As usual, there is nobody on the river. The sun flickers through the trees on an oblique angle, lighting up the wings of mayflies engaged in a frenetic vertical mating dance above the path. Spider webs break against my face telling me that there has been nobody this way for at least a day.
I sit on the bench at Finlay’s memorial, put my rod together and then reach into my shirt pocket for my reading glasses.
They are not there. I’ve left them at home. I have a serious problem. Tying dinky flies on the end of three pound test nylon is not an easy task in the brightest light. Tying them on in the slanted, fading light of evening is harder still. Tying one on without glasses in those conditions is impossible.
I have a parachute dry fly on the end of the tippet. This reminds me of the one fly derbies held, probably still, in Montana, where each contestant was allowed a single fly of his or her choice, the eventual winner being the contestant who netted the most trout. An abrupt end to the derby came to those competitors who lost their fly to a trout or a snag.
In such a competition, I would have chosen a small muddler minnow. It may not catch as many fish as a fly that resembles whatever is hatching, but it will always catch fish. The parachute mayfly I have on would be farther down my list, but I have to go with it. I wade out and begin lengthening my line with false casts. The fly catches the leader. I wiggle the rod, thinking the fly will free itself. It doesn’t. Instead it balls up. I hold it up to the sky. The paramayfly looks like a fly caught in a spider’s web. I let the rod dangle in the current and attempt to sort out the mess. After five minutes of this nonsense, I wade to shore and snap the line then snip off the excess mess. Do I go or do I stay and attempt the daunting tasks of rebuilding the leader then tying on the fly?

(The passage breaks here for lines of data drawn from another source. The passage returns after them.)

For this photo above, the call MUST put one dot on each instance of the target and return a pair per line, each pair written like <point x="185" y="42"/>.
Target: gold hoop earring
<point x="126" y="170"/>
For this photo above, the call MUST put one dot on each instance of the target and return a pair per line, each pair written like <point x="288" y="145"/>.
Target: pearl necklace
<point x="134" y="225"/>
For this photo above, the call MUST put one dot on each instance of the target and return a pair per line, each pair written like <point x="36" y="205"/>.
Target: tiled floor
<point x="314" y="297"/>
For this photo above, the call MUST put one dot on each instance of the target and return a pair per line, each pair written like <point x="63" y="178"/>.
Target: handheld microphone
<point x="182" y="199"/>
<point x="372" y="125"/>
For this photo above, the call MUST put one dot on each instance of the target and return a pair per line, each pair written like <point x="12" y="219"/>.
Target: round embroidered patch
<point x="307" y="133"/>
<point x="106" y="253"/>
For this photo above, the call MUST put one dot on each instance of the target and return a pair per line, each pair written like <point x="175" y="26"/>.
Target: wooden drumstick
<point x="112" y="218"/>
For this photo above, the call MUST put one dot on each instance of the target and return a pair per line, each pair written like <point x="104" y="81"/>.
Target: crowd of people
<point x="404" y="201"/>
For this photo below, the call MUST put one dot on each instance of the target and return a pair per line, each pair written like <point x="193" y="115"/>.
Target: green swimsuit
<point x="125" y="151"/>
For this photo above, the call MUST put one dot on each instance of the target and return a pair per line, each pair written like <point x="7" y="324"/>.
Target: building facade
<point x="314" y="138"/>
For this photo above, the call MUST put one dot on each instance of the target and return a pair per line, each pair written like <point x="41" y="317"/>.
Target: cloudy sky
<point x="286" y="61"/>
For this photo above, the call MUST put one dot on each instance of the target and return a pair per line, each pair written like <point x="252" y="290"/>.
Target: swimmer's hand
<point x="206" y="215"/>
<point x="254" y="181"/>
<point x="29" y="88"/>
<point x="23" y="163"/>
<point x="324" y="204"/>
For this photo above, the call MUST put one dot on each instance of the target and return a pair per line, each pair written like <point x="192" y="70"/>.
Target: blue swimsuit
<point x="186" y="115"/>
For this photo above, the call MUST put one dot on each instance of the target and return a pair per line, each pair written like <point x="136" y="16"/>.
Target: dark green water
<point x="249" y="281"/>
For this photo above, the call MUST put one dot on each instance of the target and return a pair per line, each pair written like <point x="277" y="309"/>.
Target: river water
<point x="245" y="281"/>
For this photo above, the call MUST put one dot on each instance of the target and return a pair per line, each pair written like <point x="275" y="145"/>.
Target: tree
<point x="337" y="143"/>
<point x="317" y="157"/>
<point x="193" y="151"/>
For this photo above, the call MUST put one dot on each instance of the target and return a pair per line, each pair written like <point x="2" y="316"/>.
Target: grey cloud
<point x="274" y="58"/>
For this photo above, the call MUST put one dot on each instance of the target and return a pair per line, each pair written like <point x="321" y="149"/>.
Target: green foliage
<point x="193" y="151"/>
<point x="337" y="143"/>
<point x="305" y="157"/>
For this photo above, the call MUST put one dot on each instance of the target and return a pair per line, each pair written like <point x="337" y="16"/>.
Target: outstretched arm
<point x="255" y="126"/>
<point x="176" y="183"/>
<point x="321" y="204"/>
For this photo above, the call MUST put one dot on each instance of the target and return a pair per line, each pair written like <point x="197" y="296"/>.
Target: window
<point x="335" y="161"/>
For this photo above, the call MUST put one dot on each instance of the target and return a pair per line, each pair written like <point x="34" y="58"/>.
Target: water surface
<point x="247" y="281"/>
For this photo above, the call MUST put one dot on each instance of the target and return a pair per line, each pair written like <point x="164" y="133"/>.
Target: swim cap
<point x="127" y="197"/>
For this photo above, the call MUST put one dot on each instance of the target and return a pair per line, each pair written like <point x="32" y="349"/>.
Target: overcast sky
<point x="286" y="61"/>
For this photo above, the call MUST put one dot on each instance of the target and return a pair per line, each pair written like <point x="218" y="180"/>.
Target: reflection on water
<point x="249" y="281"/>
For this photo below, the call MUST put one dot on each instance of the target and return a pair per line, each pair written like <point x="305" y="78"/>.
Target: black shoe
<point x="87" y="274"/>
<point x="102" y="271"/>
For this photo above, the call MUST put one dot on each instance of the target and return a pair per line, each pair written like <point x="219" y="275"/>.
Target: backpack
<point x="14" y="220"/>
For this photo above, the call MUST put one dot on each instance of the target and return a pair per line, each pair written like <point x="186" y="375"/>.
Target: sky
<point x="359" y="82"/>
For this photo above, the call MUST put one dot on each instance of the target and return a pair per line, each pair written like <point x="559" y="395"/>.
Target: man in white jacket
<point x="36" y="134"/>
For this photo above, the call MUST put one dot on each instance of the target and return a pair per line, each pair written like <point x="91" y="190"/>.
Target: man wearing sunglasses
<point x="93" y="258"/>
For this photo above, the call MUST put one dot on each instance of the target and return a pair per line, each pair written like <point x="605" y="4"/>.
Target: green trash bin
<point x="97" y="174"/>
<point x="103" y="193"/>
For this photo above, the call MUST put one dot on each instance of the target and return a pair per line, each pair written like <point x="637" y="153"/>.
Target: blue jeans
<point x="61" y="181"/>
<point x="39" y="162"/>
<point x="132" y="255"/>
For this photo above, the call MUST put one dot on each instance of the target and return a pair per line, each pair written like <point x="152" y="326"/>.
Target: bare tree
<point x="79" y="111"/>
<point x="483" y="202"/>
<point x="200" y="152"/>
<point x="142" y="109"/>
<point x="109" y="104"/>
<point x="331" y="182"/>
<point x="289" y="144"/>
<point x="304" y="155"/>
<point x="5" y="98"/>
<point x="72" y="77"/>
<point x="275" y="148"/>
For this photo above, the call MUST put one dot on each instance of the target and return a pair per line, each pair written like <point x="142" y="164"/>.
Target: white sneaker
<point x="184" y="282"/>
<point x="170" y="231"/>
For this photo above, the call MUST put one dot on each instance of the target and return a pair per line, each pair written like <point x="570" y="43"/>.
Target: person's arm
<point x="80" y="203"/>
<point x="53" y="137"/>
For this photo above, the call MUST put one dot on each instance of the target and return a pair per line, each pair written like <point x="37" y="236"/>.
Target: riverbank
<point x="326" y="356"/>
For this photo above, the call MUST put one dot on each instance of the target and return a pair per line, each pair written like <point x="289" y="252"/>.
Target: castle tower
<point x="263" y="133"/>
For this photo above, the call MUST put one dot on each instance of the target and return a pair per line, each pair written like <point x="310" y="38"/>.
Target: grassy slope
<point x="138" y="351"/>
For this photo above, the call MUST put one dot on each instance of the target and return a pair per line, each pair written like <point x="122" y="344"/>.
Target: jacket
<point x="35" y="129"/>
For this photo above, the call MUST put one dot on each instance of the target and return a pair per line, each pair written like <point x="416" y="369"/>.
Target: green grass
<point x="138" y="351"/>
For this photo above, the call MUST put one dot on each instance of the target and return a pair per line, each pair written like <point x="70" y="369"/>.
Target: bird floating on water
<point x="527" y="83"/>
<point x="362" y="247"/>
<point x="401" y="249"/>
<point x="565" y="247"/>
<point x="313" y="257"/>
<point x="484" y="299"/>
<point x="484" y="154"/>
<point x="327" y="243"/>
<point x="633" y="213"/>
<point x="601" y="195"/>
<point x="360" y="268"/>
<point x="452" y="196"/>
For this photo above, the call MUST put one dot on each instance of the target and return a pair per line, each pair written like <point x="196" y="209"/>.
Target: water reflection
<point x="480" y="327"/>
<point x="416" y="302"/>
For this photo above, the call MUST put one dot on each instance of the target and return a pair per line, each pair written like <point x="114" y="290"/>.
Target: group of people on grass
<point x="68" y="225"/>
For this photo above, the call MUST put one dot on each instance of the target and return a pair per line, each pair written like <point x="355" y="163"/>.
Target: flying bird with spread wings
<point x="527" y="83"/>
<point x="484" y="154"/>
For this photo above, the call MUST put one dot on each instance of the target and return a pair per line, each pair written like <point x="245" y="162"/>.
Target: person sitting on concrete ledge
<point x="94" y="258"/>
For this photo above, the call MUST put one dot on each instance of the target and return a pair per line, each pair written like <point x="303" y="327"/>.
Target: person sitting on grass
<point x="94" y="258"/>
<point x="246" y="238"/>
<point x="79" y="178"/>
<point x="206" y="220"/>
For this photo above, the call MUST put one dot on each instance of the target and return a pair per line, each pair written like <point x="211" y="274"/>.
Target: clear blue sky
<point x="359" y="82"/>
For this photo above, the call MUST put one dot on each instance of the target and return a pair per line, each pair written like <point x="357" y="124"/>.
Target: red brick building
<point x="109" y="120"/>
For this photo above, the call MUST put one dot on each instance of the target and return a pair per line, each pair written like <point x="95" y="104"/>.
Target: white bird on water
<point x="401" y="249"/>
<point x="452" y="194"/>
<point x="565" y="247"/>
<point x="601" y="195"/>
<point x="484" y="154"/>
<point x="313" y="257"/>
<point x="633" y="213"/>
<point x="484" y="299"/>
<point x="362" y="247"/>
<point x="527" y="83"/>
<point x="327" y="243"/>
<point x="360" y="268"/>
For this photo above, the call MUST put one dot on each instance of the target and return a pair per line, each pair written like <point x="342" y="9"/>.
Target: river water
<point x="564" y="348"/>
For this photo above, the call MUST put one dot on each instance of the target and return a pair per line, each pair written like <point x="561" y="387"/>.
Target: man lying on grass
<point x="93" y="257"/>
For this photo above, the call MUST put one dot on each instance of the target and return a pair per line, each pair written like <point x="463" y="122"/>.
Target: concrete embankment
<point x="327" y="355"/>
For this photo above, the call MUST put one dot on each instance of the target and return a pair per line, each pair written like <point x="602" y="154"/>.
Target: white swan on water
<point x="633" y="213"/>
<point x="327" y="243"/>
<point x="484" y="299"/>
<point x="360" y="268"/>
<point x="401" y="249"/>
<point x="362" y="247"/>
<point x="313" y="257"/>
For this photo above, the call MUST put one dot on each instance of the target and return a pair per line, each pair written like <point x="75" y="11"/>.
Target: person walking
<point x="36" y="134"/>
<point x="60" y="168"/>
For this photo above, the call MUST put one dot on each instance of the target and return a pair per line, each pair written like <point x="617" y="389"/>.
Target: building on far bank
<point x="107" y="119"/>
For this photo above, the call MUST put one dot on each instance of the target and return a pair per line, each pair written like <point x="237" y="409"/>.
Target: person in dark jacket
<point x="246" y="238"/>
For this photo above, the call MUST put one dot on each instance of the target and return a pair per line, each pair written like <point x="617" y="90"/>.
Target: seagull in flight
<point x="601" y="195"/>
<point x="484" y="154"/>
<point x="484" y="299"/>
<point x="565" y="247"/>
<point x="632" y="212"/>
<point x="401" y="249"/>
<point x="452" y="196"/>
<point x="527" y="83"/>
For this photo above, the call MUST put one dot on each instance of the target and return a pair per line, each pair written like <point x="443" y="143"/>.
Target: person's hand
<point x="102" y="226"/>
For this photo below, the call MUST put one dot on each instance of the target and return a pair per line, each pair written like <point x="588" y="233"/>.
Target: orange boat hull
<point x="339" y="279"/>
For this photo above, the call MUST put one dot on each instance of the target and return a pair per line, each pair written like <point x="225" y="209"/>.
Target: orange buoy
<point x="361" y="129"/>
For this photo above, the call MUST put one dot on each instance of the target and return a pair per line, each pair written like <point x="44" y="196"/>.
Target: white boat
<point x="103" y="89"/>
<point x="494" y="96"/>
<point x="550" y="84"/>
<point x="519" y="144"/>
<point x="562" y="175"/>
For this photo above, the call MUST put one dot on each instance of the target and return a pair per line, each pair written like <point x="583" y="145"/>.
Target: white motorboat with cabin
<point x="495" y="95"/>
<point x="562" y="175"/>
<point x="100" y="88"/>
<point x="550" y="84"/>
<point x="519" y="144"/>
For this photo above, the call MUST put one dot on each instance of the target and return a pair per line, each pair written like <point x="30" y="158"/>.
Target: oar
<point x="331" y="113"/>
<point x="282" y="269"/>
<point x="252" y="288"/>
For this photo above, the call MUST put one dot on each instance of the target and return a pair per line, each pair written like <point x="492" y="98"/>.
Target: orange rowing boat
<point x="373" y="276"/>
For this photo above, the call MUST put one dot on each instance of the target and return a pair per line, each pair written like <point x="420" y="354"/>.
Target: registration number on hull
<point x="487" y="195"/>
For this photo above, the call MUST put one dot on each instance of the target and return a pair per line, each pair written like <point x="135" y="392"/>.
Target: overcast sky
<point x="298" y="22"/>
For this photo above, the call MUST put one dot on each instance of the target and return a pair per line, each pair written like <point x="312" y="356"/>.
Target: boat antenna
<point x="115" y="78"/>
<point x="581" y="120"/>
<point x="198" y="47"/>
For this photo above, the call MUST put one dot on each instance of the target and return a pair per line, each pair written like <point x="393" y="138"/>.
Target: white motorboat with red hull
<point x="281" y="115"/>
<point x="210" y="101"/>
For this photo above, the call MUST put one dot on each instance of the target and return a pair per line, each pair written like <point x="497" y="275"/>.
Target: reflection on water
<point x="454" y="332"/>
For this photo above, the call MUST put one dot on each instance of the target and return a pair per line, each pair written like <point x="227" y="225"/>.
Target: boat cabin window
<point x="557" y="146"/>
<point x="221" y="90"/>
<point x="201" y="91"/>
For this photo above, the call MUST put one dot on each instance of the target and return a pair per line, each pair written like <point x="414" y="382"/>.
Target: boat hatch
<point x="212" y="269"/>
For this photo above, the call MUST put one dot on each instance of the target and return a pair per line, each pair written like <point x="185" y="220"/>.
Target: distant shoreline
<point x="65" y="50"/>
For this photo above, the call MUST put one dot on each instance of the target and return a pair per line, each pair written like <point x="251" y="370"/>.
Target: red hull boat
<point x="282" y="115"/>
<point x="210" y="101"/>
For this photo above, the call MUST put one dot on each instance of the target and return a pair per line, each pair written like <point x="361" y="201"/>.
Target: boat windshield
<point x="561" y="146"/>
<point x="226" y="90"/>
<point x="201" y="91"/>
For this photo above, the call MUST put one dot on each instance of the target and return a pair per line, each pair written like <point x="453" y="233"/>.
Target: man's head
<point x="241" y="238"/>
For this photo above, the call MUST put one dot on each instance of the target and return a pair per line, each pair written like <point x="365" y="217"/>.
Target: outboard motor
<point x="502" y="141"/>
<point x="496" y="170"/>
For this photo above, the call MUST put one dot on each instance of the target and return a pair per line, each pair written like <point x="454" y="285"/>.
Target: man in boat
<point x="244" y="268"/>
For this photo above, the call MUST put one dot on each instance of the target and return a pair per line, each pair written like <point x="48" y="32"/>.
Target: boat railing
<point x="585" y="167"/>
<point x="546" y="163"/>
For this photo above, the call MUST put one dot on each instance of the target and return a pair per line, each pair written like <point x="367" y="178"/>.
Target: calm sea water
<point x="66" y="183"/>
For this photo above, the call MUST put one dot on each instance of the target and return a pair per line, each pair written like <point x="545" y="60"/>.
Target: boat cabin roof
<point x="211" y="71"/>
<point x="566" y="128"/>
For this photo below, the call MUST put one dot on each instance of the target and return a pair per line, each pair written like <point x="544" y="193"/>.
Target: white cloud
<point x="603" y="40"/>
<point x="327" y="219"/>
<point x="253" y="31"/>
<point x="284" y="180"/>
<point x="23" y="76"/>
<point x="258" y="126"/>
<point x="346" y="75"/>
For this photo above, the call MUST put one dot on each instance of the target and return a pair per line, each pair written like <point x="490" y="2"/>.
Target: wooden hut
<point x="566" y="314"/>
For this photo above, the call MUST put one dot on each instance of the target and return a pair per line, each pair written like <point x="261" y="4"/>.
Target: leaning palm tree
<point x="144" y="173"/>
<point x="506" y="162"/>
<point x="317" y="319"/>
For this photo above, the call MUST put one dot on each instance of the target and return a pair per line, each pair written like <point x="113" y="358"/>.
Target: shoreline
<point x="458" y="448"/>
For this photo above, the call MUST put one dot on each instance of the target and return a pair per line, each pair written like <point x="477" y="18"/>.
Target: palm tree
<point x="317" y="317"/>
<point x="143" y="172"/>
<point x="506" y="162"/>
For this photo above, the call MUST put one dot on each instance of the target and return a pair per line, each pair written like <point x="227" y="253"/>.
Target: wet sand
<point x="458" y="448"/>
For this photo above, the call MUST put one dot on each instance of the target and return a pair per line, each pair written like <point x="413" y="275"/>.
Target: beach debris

I stay. Knotting three feet of three pound test to the leader proves relatively easy since I can do it mostly by feel. Getting the spidery nylon through the eye of a #14 muddler is another matter. I’m at it for ten minutes, holding the fly at arm’s length, poking, missing, while fighting off frustration. Then, miraculously, it’s through.
I got it! I crow to the dog. I tie the knot gingerly. I wade out far enough to ensure my back cast won’t catch the bankside vegetation then I pay out line slowly and send the muddler out for a swim. Minutes later a small fish grabs it. Don’t you swallow that thing, I think. It doesn’t. I grab the fly and twist it free. A few more six inch cutthroat, and a few more anxious moments; later a fish over twice that size nails the muddler. Knowing the chance of tying on another fly in the failing light of dusk is somewhere between slim and none, infuses the struggle with more excitement than it would have had under normal circumstances. I net the fish with great care and pluck the hook from its jaw. By nightfall four nice trout and somewhere around a dozen tads have mugged the little muddler. Enough fish to win my personal one-fly derby.